Perhaps the most unfortunate outcome of the misjudged breakfast, and subsequent meeting of contrition, is that it has still done a great disservice to providers. Provider umbrella organisations such as ARC UK, bild and H&SA, who provide space specifically for providers who support people with a learning disability to come together with people with learning disabilities and their families for improvement and innovation in support, were absent from the breakfast. They were absent from Monday’s meeting as well.
The antagonism that has now been expressed towards providers when only a few were present or represented is damaging and sad. This is a time when we need to be building relationships and collaboration not erecting barriers of mistrust. It can only be by all stakeholders working together that lasting change can happen and that does mean that providers, both big and small, across all sectors – third, public and independent – need to be in the conversation.

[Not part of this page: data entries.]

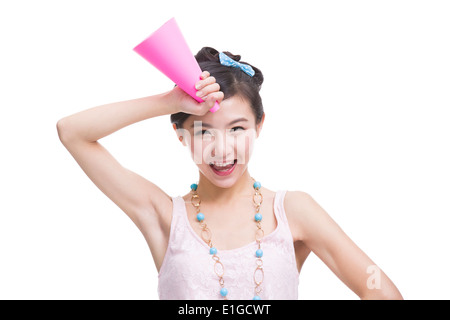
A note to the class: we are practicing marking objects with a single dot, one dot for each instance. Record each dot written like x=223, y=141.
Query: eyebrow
x=207, y=125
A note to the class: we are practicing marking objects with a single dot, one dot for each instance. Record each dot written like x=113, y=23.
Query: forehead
x=231, y=109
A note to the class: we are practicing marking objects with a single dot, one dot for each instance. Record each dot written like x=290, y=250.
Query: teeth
x=222, y=164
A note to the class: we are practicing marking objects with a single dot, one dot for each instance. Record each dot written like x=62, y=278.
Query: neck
x=210, y=193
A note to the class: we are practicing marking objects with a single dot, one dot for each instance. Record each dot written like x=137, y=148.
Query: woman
x=229, y=237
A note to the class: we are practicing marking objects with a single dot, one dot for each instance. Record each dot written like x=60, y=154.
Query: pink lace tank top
x=187, y=269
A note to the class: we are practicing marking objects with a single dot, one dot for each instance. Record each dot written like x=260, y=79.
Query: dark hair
x=232, y=81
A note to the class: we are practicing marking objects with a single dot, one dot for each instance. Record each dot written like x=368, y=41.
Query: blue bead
x=223, y=292
x=200, y=217
x=259, y=253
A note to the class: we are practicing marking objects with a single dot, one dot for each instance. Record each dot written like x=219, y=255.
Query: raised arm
x=146, y=204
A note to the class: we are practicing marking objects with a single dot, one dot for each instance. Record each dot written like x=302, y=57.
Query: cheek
x=244, y=147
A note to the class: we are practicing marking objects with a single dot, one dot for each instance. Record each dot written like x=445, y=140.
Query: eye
x=236, y=129
x=202, y=132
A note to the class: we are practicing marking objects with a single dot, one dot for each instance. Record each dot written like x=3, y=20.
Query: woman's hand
x=208, y=90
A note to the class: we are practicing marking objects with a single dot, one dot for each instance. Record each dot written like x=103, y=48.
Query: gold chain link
x=206, y=235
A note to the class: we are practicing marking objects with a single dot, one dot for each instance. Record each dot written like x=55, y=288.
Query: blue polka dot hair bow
x=227, y=61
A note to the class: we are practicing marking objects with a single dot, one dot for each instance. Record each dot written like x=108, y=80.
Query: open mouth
x=223, y=169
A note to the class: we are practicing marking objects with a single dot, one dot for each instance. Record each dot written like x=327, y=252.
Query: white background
x=357, y=114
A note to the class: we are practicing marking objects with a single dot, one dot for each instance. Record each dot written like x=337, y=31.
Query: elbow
x=382, y=294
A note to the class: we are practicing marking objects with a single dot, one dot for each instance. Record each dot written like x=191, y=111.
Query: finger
x=208, y=89
x=216, y=96
x=203, y=83
x=205, y=74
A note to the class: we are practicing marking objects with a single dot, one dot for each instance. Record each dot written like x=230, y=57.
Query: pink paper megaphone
x=167, y=50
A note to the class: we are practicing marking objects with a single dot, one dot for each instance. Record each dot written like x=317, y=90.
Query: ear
x=259, y=126
x=180, y=134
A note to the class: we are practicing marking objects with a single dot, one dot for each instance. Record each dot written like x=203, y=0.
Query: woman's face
x=221, y=143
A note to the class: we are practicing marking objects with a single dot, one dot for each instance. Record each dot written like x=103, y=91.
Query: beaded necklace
x=206, y=235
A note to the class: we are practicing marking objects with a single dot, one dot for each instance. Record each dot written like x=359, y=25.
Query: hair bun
x=208, y=54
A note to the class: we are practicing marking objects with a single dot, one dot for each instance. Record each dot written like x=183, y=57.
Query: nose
x=222, y=148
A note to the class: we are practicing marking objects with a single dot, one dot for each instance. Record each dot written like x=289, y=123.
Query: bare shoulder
x=299, y=207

All of us, commissioners and providers and umbrella organisations must always remember that the primary voice must be that of people who use services otherwise we are bound to fail. On that note, I’m confident that Monday’s meeting, with the new voices bringing extra energy and knowledge, will come closer to identifying solutions most desperately needed now. Evidently, the related documents will be published on the NHS England website (to be made public ‘soon’) and this will allay any fears we still harbour. Perhaps too we can forgive the enigmatic blog entries if it means we move forward positively and can build up a ‘virtuous circle’ – a circle in which we defend the engagement of all partners in order to ensure that solutions are designed together and managed in a way that makes sense for people using services, and their families and carers.